Sa tasse est contre la table, et elle fouille dans son sac. Elle déniche du papier de soie violet — celui que nous utilisons à la boutique. Il est rond. Je déchire l’emballage à toute vitesse, et je me retrouve avec une des boules de Noël que nous décorons nous-mêmes, avec des fleurs séchées et de la mousse. Celle-ci n’est pas en reste, puisqu’elle renferme quelques brins de bruyères. Mon cœur court dans ma poitrine face à ce geste. 

— Caroline, elle est magnifique… quand est-ce que tu as eu le temps de la fabriquer ? 

— J’ai triché.

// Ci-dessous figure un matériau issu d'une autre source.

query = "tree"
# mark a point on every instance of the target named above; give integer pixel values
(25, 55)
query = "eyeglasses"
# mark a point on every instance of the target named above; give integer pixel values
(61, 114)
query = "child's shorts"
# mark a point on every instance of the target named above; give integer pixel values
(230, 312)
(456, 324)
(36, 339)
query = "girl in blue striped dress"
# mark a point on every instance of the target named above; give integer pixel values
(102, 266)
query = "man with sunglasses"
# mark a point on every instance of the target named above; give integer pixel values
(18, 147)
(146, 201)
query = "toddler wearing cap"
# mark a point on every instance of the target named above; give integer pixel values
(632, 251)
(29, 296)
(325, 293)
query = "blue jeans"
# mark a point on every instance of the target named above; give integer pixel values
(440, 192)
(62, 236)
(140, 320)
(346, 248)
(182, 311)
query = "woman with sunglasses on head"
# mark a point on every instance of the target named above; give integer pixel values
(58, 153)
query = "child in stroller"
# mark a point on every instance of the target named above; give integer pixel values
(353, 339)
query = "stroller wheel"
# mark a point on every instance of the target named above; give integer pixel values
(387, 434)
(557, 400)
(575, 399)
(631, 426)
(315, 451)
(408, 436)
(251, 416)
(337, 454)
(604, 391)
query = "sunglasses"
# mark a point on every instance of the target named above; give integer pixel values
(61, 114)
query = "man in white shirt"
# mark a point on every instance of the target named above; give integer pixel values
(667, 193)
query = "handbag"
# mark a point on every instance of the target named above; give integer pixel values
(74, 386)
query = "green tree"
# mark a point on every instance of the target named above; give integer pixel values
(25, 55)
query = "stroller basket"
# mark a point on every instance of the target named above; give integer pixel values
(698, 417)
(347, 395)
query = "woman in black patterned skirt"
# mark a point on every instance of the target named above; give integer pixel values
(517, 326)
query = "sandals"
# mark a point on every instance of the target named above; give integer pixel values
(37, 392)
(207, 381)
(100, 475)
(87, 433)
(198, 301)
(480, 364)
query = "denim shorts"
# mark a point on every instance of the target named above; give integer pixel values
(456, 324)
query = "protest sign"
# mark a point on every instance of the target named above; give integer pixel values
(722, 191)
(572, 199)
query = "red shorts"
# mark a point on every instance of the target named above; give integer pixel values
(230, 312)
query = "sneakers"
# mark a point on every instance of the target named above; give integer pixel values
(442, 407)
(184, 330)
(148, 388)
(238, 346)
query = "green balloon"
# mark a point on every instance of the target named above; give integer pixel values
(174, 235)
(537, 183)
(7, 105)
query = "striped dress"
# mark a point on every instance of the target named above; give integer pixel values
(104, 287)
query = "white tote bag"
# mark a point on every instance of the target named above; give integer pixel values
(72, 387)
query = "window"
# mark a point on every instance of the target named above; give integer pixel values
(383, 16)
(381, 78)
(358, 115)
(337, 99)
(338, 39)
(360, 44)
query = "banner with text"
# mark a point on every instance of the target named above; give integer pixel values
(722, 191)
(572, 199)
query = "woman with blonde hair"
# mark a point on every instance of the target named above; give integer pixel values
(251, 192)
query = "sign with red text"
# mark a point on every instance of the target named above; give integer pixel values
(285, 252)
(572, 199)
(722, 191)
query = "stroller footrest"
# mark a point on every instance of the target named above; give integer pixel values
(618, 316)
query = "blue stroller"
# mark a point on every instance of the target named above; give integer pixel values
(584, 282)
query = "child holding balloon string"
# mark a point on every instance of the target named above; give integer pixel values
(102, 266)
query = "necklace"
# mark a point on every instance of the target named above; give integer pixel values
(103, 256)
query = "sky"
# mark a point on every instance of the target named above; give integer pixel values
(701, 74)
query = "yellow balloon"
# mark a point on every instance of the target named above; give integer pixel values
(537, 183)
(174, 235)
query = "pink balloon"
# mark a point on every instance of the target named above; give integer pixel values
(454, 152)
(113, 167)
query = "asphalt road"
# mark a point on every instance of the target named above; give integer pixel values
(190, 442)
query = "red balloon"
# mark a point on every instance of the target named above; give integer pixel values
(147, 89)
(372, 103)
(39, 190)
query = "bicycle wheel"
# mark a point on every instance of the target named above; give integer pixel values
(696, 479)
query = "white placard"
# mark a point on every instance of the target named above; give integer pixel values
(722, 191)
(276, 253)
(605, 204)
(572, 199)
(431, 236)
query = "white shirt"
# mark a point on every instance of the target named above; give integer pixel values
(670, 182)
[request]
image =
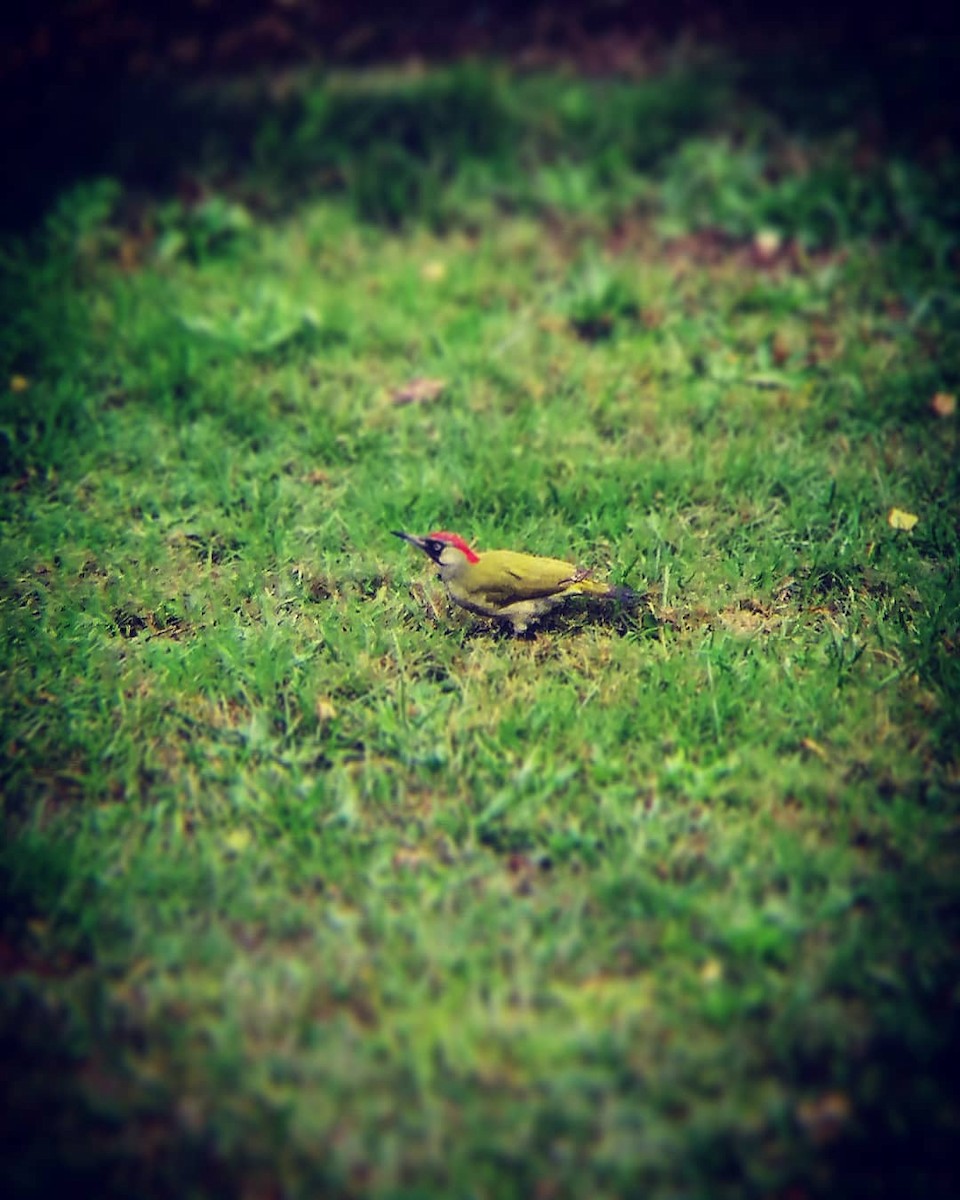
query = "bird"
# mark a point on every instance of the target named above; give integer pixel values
(513, 587)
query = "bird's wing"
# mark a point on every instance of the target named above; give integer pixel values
(505, 576)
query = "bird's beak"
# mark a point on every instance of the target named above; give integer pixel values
(411, 538)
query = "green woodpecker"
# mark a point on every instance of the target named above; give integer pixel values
(519, 588)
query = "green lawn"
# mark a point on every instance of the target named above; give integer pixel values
(316, 886)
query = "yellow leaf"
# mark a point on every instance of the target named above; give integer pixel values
(238, 840)
(325, 709)
(898, 519)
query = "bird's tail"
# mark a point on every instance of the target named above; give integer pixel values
(607, 592)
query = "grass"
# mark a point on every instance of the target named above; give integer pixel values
(316, 886)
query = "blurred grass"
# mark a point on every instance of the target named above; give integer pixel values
(312, 885)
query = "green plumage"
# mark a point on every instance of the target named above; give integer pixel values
(507, 585)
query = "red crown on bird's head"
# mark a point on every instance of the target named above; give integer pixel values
(454, 539)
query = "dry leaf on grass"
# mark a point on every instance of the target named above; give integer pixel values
(898, 519)
(419, 391)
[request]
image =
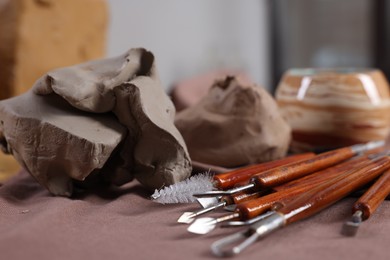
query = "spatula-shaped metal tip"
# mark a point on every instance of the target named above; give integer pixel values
(186, 218)
(202, 226)
(207, 202)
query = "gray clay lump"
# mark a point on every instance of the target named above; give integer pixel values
(107, 117)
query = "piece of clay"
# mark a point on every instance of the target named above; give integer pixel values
(54, 141)
(128, 85)
(189, 92)
(235, 124)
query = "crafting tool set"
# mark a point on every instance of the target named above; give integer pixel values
(269, 196)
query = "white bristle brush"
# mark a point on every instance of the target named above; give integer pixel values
(181, 192)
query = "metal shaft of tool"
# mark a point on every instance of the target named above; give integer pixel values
(214, 193)
(224, 247)
(206, 210)
(283, 174)
(302, 207)
(247, 222)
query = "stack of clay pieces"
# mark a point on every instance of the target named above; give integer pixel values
(37, 36)
(101, 121)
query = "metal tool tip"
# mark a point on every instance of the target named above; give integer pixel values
(202, 226)
(208, 202)
(186, 218)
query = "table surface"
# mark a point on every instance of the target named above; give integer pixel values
(122, 223)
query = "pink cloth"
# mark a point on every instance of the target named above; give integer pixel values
(125, 224)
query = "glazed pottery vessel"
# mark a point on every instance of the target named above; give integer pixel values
(330, 108)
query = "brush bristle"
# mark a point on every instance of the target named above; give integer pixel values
(181, 192)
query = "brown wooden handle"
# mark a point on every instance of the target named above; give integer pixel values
(328, 193)
(256, 207)
(292, 171)
(253, 208)
(325, 174)
(242, 197)
(230, 179)
(374, 196)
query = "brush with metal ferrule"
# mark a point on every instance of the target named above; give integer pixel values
(295, 170)
(182, 192)
(303, 206)
(256, 207)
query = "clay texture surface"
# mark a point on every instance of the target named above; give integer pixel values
(235, 124)
(126, 89)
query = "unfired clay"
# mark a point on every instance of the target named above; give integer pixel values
(56, 142)
(128, 88)
(235, 124)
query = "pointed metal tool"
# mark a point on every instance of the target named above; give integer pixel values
(301, 207)
(215, 203)
(226, 247)
(208, 202)
(188, 217)
(248, 222)
(203, 226)
(295, 170)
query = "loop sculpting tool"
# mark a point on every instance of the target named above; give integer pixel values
(295, 170)
(253, 208)
(367, 204)
(188, 217)
(239, 198)
(302, 207)
(230, 179)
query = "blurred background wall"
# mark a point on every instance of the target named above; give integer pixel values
(194, 37)
(262, 37)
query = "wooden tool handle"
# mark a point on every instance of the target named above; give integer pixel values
(242, 197)
(374, 196)
(326, 174)
(230, 179)
(292, 171)
(326, 194)
(254, 208)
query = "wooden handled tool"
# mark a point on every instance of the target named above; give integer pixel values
(295, 170)
(188, 217)
(368, 203)
(253, 208)
(327, 173)
(302, 207)
(230, 179)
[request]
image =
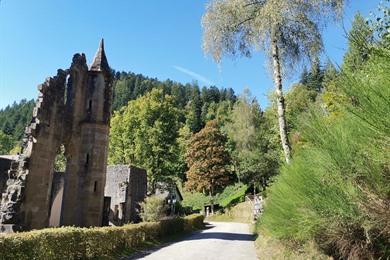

Je l’ai commencée hier, pendant que tu servais un client. Callahan m’a un petit peu aidée, d’ailleurs. J’avais envie que tu aies quelque chose de joli pour aujourd’hui. Comme toi. 

Je rougis comme une pivoine — c’est cette fleur qu’elle aurait dû utiliser, tant elle me correspond bien quand je suis avec elle. Je tourne la boule entre mes mains, pour l’observer sous toutes les coutures. Elle a été peinte avec un violet très clair, subtil clin d’œil à mes cheveux. 

— Si je comprends bien, tu vas me gâter tout le mois de décembre, c’est ça ? 

— C’est le concept d’un calendrier de l’avent, oui, glousse-t-elle. 

Je relève des yeux timides vers elle. Elle me fixe comme si j’étais la huitième merveille du monde, et ça me gêne encore plus. Parce que la huitième merveille du monde, c’est elle. 

— Merci. 

Je dépose précautionneusement la boule sur la table et je lui saisis les doigts. C’est elle qui fait le dernier mouvement pour lier nos mains. Elle ne prononce aucun mot, et nous terminons notre chocolat chaud ainsi. La lumière jaune, la sphère entre nous, et les quelques notes d’une chanson de Michel Bubblé. 

Je grave ce souvenir au fond de mon esprit, pour ne jamais l’oublier.